In 2015, Our FFB production increased marginally by 1.5% compare to 2014 (for the combine entities). For the first nine months, we experienced lower production as impacted by the weather, and we also faced challenges in our integration and alignment process. Since Q4 2015, our production has increased significantly, returning to our normal production trend.
CPO and PK production:
Our CPO and PK production increased by 6.4% and 12.9% respectively, due to higher FFB processed and an increase of palm production efficiency (OER% and KER%). Despite our young age profile, we managed to achieve OER% above the industry standard.

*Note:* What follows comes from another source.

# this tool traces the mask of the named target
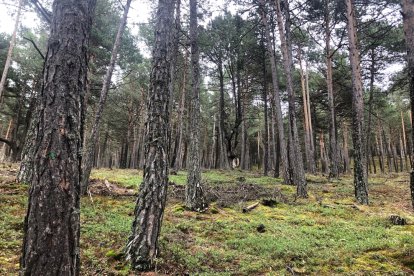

Our profit and loss statement is not comparable between 2015 and 2014. 2015 represents the result of the combined entities BW Plantations Tbk. and Green Eagle Holdings while 2014 only represents Green Eagle Holdings since the acquisition was completed only at the end of December 2014.
2015 was a challenging year for the entire palm oil sector. Palm oil demand weakened and the palm oil market price declined. Our 2015 average CPO selling rice was IDR 6,827 / kg and as a result our Operating EBITDA for 2015 was IDR 752 billion giving an Operating EBITDA margin of 28% and we booked a net loss of IDR 181 billion. The significant drop from our operating EBITDA to Net loss is primarily due to high interest and depreciation expense.
As part of integration process, we also aligned our accounting policy with major changes in capitalization for interest expense and overhead expense. Current treatment is now more aligned with the maturity profile of the planted areas. This resulted in about IDR 140 billion higher interest expense or approximately 40% of the increase in financing costs. The remaining increase is primarily due to the non comparable nature of our financial statements.
In 2015, apart from coping with market conditions, we also embarked on an integration process post the acquisition which doubled our size. The process will further improve our effectiveness. In 2015, we already started to see our overhead and GnA expenses reduce by about IDR 124 billion compared to the cost incurred by the two entities in 2014.